Monday, July 25, 2011

Trach Surgery. Time to throw away the plan...

Tuesday I had surgery to put in a smaller trach. Well, I had a lot of problems with bleeding and something that was obstructing my airway, so the doctor decided the best thing would be to do a bronchoscopy, to take a look and see what was going. on. For this, the plan was to put me to sleep, do the procedure, and fix whatever was going on. I was quite nervous as waking up from the previous surgery was a less than stellar experience. After surgery, according to the plan, I would go to the PACU and after I woke up, I'd go home. Things didn't go exactly as planned. Instead of waking in the PACU as was planned, I woke up in the ICU. I don't honestly know what went on, but my doctor decided that he wanted me to stay in the hospital for observation. I guess he did a lot of manipulation of the trach while in surgery. There was also a lot of bleeding. He cauterized the blood vessels that were bleeding, however, he said it doesn't seem like I heal properly. Every time he went to cauterize the blood vessel, if he then touched it, it would start bleeding again. He is not exactly sure why this is occurring, but this is what is causing the bleeding and preventing the site from healing properly. He thinks it may be because of the prednisone, but I don't believe this theory. I doubt it for a few reasons: one, I've been on long-term prednisone before and not had this type of effects; two, I'm on only 10mg of prednisne, which isn't a really high dose; three, I had this bleeding problem before I started the prednisone. Before surgery he had me go for blood work. He tested my  PTT, which tests the time it takes for your blood to clot, hemoglobin, and hematorcrit. Interestingly, my PTT was normal. My hemoglobin and hematocrit were low. Having my hemoglobin and hematocrit to be low, was not surprising since I have been bleeding for over 3 weeks; however it was surprising to have my PTT to be normal; it would be expected that all this bleeding would be because my blood was not clotting. If this were true, my PTT would be low. The doctor also said that the obstruction was caused by severe inflammation.

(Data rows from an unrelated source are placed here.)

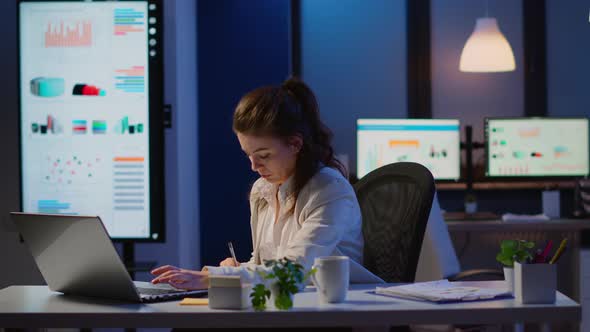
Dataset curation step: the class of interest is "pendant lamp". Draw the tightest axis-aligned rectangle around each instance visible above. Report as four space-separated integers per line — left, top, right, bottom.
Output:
459 17 516 73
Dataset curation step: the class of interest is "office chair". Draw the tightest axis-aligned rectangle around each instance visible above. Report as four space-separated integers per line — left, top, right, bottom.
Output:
354 162 434 282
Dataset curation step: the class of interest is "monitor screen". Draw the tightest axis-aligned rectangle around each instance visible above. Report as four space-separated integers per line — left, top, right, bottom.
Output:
485 118 589 177
357 119 461 180
19 1 164 241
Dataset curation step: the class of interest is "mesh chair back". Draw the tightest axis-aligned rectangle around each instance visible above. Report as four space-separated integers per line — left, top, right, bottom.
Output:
354 162 435 282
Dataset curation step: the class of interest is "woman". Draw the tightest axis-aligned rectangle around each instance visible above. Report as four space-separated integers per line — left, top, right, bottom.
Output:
152 79 382 289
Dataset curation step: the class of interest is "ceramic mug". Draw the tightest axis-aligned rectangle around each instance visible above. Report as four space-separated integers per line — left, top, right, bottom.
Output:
311 256 350 303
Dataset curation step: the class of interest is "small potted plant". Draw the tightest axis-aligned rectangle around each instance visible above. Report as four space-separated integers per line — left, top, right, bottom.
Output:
496 240 535 292
250 258 315 311
464 191 477 214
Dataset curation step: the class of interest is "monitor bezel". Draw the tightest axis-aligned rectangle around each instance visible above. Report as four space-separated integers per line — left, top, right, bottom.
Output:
355 118 464 183
16 0 166 243
483 116 590 182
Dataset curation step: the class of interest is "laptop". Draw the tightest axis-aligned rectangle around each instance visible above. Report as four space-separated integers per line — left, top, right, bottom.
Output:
10 212 207 302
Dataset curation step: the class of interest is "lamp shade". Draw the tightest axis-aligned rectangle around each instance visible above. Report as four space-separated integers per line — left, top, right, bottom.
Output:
459 17 516 72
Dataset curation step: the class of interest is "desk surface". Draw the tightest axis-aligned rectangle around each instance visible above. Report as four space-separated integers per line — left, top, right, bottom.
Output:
446 219 590 232
0 281 581 328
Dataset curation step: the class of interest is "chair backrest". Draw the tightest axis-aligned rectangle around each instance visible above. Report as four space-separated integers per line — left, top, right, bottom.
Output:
354 162 434 282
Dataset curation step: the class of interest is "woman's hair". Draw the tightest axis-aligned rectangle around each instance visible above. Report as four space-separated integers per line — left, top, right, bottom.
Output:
233 78 346 213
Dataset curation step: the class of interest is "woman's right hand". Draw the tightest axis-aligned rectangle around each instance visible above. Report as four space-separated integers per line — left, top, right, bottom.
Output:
219 257 240 266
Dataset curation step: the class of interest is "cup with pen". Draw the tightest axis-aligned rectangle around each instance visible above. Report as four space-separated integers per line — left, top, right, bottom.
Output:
502 238 567 304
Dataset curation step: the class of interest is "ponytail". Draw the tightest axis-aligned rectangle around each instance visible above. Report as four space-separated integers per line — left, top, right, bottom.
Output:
233 78 347 213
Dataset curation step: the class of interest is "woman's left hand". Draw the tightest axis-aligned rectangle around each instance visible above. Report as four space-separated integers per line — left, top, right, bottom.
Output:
152 267 209 290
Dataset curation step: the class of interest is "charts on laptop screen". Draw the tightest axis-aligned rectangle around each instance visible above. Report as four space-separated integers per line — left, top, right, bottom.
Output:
19 1 163 241
357 119 461 180
485 118 589 177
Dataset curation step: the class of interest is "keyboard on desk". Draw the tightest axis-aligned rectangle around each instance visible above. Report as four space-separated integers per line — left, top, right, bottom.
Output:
443 211 500 221
137 287 183 295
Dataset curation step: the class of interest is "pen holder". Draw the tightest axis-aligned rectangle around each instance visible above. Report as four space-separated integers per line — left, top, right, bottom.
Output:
514 262 557 304
209 276 252 309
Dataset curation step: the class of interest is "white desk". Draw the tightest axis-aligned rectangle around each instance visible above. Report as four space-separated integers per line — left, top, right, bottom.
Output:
0 281 581 328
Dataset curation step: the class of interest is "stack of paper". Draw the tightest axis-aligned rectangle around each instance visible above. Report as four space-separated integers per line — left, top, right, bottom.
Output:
375 279 510 302
502 213 549 221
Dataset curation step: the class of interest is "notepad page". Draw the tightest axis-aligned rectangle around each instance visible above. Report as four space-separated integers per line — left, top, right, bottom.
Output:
375 279 509 302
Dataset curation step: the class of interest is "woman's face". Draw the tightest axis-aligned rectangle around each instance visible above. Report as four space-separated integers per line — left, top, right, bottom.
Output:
237 133 302 184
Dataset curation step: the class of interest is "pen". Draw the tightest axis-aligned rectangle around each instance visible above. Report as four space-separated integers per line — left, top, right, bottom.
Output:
227 241 240 266
549 238 567 264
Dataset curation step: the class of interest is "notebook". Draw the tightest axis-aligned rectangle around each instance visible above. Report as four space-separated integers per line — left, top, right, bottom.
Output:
375 279 511 303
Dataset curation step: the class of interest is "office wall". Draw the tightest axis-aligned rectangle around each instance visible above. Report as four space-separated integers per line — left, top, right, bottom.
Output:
301 0 408 173
195 0 289 264
546 0 590 116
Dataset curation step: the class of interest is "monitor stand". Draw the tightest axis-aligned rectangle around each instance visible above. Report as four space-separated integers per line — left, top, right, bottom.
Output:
443 211 500 221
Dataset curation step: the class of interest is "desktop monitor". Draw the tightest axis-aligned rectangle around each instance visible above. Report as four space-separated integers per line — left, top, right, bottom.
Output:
485 117 589 178
357 119 461 181
18 0 165 242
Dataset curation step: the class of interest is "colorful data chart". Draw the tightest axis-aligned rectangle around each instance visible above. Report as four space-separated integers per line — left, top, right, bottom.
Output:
115 116 144 135
114 8 145 36
115 66 145 93
72 120 87 135
92 120 107 135
37 199 74 214
31 115 63 135
113 157 146 211
42 154 102 186
45 21 92 47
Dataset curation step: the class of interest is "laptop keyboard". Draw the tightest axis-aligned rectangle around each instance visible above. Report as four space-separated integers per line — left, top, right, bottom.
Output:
137 287 182 295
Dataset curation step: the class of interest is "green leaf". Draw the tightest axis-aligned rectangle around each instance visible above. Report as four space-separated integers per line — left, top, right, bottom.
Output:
250 284 270 311
500 240 518 250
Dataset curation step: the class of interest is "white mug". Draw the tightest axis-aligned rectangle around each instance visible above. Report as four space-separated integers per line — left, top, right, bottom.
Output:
311 256 350 303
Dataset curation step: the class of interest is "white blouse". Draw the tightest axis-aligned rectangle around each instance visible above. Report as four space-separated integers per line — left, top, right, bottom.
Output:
207 167 383 283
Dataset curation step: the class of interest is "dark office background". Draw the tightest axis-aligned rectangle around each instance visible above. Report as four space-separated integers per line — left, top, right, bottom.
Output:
0 0 590 287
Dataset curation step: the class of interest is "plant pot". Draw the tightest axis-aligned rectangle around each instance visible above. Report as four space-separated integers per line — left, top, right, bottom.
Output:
504 266 514 295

With all the bleeding and everything else that occurred, he wanted to keep me overnight where I could be closely monitored and observed. I had a LOT of pain, more than the original trach surgery, which wasn't expected since no incisions had been made. The doctor explained that this was due to the fact that he did a lot of manipulation. I also wasn't able to swallow because of all the swelling. The first day was extremely hard because I was in such extreme pain and quite out of it. Today the pain was manageable and I was able to eat normally. I had a lot of bleeding the first day, he had used a special type of gauze around the trach site, which causes blood to clot. It seems to be helping since I am not coughing up as much blood, and when I clean the trach there is less blood in it.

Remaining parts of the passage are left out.